Audio CODEC choices

D

Don Y 14 years ago

Hi,

I'm looking for ideas for an audio CODEC to use in streaming audio to my "network speakers". I've debugged the system using "raw" 16b samples. But, this wastes a fair bit of bandwidth "needlessly" (?)

Ideally, I am looking for a lossless format that has

*modest* encoding costs and *very* low decoding costs (time+space). I.e., consider a single transcoder feeding a large number of endpoints.

Any "frames" (if present) should be relatively small as I may need to synchronize streams to a fraction of a frame (consequences for space requirements).

Ideally, the decoder should directly support sample interpolation (though this could be done in a post-processing step) to synchronize to a fraction of a sample interval.

Since it is intended for streaming use, there should be no limits on "position" indicators inherent in the format.

I need to be able to split a multitrack source into an equivalent number of single tracks or combine several single tracks into a multitrack stream. The cost for doing so should be low (i.e., AAAAABBBBB is cheaper to encode/decode than ABABABABAB).

[what else have I forgotten?]

Any pointers to existing (unencumbered) algorithms or suggestions as to how to best roll my own?

Thx!

--don

Vote

N

Noob 14 years ago

I'd like to hear what you think of Xiph's latest codec, CELT (Constrained Energy Lapped Transform). AFAIU, it's still in development, but it sounds (ha!) interesting to me (a casual observer).

formatting link

Regards.

Vote

V

Vladimir Vassilevsky 14 years ago

TI "PurePath" Digital Audio.

The prominent american physicist Robert A. Millikan (1868 =96 1953) was=20 also known as a pathologically talkative person. In his name, the main=20 unit of garrulity was called "kan". On this scale, Dr. Millikan scored=20 only 1e-3 kan, or millikan. What is your score, Don ?

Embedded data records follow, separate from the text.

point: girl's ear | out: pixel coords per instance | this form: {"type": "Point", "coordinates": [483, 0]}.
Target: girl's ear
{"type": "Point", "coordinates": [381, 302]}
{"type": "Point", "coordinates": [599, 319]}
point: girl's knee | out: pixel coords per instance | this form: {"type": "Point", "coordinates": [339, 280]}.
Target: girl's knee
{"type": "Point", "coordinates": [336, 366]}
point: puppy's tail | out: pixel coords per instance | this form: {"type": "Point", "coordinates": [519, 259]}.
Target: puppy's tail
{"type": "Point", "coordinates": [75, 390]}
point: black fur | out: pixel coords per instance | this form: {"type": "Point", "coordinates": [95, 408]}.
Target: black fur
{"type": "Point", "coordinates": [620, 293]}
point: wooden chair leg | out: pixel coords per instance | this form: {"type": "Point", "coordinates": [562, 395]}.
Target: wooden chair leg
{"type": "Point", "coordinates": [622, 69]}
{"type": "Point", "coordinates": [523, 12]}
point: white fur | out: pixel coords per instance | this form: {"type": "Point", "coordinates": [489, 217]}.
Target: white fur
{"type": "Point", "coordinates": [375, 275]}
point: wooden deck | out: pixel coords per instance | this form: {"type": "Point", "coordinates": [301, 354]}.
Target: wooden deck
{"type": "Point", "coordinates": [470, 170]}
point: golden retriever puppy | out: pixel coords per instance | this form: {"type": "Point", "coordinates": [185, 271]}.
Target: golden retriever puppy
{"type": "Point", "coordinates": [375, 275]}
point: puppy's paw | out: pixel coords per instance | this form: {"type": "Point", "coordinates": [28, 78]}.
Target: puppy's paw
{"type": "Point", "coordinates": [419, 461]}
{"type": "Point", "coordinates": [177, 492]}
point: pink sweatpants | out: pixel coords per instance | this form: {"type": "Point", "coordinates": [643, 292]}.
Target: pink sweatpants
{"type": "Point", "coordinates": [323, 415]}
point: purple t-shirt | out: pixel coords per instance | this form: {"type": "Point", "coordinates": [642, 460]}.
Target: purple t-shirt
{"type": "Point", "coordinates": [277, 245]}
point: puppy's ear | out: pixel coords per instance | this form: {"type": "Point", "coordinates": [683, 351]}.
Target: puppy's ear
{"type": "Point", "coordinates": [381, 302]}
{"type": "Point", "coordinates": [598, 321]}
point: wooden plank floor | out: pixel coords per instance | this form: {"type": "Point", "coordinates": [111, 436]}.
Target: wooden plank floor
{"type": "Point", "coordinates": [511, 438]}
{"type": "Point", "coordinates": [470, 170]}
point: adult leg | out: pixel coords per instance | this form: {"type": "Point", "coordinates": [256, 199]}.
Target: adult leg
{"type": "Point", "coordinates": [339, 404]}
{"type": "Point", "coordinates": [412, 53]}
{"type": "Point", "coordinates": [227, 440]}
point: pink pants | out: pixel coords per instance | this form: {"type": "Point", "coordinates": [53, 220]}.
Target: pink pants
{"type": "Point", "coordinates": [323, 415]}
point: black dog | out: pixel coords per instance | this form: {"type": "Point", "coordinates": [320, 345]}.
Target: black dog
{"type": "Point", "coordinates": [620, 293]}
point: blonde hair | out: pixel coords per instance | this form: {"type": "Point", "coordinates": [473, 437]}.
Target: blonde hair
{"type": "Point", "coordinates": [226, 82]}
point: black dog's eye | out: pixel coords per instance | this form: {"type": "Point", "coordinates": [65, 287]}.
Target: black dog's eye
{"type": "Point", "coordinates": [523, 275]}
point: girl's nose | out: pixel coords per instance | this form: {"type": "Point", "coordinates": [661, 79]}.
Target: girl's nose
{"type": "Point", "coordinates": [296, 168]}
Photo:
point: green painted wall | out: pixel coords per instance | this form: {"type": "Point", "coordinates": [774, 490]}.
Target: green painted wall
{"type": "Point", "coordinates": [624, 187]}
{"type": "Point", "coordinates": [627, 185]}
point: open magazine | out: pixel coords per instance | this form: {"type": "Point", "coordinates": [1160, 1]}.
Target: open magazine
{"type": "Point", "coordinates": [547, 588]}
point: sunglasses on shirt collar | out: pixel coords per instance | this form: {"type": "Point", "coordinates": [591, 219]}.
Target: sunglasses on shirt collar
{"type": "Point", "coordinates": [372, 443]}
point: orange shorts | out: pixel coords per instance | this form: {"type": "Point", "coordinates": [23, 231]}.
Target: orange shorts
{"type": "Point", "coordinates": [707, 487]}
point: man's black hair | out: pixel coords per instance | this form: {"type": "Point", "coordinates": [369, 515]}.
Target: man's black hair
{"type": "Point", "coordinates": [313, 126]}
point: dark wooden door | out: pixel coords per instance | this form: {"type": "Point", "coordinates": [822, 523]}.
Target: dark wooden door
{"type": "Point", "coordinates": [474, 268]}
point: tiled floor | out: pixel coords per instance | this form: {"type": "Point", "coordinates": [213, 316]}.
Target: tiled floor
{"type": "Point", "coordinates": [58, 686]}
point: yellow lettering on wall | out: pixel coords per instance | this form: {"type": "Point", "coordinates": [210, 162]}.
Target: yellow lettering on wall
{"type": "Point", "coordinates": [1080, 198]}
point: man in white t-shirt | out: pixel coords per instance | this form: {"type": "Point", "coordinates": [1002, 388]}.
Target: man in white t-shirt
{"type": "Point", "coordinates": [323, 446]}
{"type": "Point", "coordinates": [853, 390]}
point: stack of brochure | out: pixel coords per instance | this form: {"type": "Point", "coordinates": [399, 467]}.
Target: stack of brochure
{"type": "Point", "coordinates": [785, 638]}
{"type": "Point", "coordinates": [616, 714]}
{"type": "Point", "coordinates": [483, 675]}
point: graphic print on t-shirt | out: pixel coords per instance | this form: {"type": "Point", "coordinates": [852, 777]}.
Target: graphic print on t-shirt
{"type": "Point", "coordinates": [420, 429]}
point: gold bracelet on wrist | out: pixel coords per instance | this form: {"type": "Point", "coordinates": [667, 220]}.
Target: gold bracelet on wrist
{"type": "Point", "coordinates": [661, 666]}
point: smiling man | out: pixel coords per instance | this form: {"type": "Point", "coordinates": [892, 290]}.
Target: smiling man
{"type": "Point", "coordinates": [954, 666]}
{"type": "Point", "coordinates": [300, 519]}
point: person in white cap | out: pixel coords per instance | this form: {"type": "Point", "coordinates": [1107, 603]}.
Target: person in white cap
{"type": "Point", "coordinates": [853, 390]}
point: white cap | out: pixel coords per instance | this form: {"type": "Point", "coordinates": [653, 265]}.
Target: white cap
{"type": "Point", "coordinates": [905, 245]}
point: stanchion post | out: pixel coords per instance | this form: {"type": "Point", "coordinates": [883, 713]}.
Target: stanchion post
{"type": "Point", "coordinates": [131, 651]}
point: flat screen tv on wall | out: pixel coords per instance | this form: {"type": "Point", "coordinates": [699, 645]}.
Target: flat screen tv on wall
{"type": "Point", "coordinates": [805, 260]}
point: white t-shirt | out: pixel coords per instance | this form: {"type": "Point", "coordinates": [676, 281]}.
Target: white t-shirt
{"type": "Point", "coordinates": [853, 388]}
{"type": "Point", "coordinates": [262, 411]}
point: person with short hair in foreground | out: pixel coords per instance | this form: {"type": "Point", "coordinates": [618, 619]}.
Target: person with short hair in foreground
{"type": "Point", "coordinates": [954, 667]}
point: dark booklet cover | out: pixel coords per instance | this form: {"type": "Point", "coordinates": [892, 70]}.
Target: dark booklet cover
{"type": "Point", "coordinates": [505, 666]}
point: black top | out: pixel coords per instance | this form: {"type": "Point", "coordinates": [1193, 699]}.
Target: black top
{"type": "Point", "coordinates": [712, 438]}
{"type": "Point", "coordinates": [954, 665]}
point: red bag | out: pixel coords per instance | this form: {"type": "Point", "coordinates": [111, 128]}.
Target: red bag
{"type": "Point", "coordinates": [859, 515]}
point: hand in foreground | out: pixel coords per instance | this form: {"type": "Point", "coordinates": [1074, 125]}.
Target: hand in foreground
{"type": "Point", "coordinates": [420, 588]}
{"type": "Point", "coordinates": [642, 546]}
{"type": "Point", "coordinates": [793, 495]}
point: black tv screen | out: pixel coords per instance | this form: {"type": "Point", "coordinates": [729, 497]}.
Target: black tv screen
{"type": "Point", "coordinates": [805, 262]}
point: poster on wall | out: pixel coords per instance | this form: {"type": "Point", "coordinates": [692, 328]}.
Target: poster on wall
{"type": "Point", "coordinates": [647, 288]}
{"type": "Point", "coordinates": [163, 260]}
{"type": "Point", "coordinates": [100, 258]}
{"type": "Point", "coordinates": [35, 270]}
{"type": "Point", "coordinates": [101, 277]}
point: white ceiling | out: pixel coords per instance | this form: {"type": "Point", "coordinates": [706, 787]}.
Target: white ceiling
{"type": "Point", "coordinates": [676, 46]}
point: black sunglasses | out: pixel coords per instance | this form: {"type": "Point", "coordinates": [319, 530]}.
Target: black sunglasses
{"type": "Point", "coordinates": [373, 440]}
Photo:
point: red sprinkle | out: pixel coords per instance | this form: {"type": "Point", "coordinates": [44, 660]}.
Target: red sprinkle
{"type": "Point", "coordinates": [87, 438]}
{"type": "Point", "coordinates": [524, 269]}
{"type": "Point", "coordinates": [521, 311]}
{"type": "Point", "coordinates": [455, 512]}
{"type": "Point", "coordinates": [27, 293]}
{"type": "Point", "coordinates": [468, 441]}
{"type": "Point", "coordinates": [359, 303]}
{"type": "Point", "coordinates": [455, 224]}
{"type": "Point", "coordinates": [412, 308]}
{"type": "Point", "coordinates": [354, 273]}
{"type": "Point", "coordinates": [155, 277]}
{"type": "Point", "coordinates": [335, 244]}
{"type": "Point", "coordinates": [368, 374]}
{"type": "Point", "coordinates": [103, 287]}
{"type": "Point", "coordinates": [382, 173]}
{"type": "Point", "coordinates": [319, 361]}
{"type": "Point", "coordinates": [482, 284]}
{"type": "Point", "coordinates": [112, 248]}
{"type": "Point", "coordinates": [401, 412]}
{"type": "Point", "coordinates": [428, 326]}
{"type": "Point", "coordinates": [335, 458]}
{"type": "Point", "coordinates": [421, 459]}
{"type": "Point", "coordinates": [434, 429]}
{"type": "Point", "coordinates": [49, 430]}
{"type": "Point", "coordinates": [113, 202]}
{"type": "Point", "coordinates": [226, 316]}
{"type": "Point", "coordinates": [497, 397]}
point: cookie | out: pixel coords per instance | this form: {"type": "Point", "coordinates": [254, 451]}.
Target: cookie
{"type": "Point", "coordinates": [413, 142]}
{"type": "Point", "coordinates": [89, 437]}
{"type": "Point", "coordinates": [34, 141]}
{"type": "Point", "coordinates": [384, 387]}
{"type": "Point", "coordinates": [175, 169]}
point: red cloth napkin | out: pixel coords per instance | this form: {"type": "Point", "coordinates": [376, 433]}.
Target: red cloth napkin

[..bla-bla-bla... bla-bla-bla... 2+2=3D4... 0xAA55, >> /dev/null ]

VLV

Vote

D

dp 14 years ago

Vladimir, leave Don alone will you. :-) Were it not for the threads he initiates and the stuff he puts for discussion the group could well have been dead already. We should thank him for what he does actually, come to think of it.

Dimiter

Vote

J

Jim Stewart 14 years ago

LOL

Vote

D

Don Y 14 years ago

AFAIK, they only had wireless solutions. [You can look at CobraNet for a wired commercial offering] Problems include:

- what happens when someone keys a significant RF source nearby (signal is "muted") I.e., you have a vulnerability not present in a wired solution

- how many "active channels" can they support (reliably) before error recovery, bandwidth, etc. suffer noticeably?

- only designed for 2/4 channels of audio (how do you do 5.1 or 7.1?)

- scales poorly (have to add transmitters/masters to get additional "audio program channels")

- range limitations (think: amphitheaters, large convention halls, etc. -- as well as multipath issues in residences)

- limited range of delays (~16-50ms) means you can't sync acoustic waves over distances of ~50 ft (without adding external hardware)

- delays are locked at integral multiples of sample clock and, since the data isn't readily acccessible, you can't easily compensate by ballistic interpolation between samples

- data is fixed at 16b (or worse)

- power must be supplied locally (i.e., you can't deliver power alongside the data)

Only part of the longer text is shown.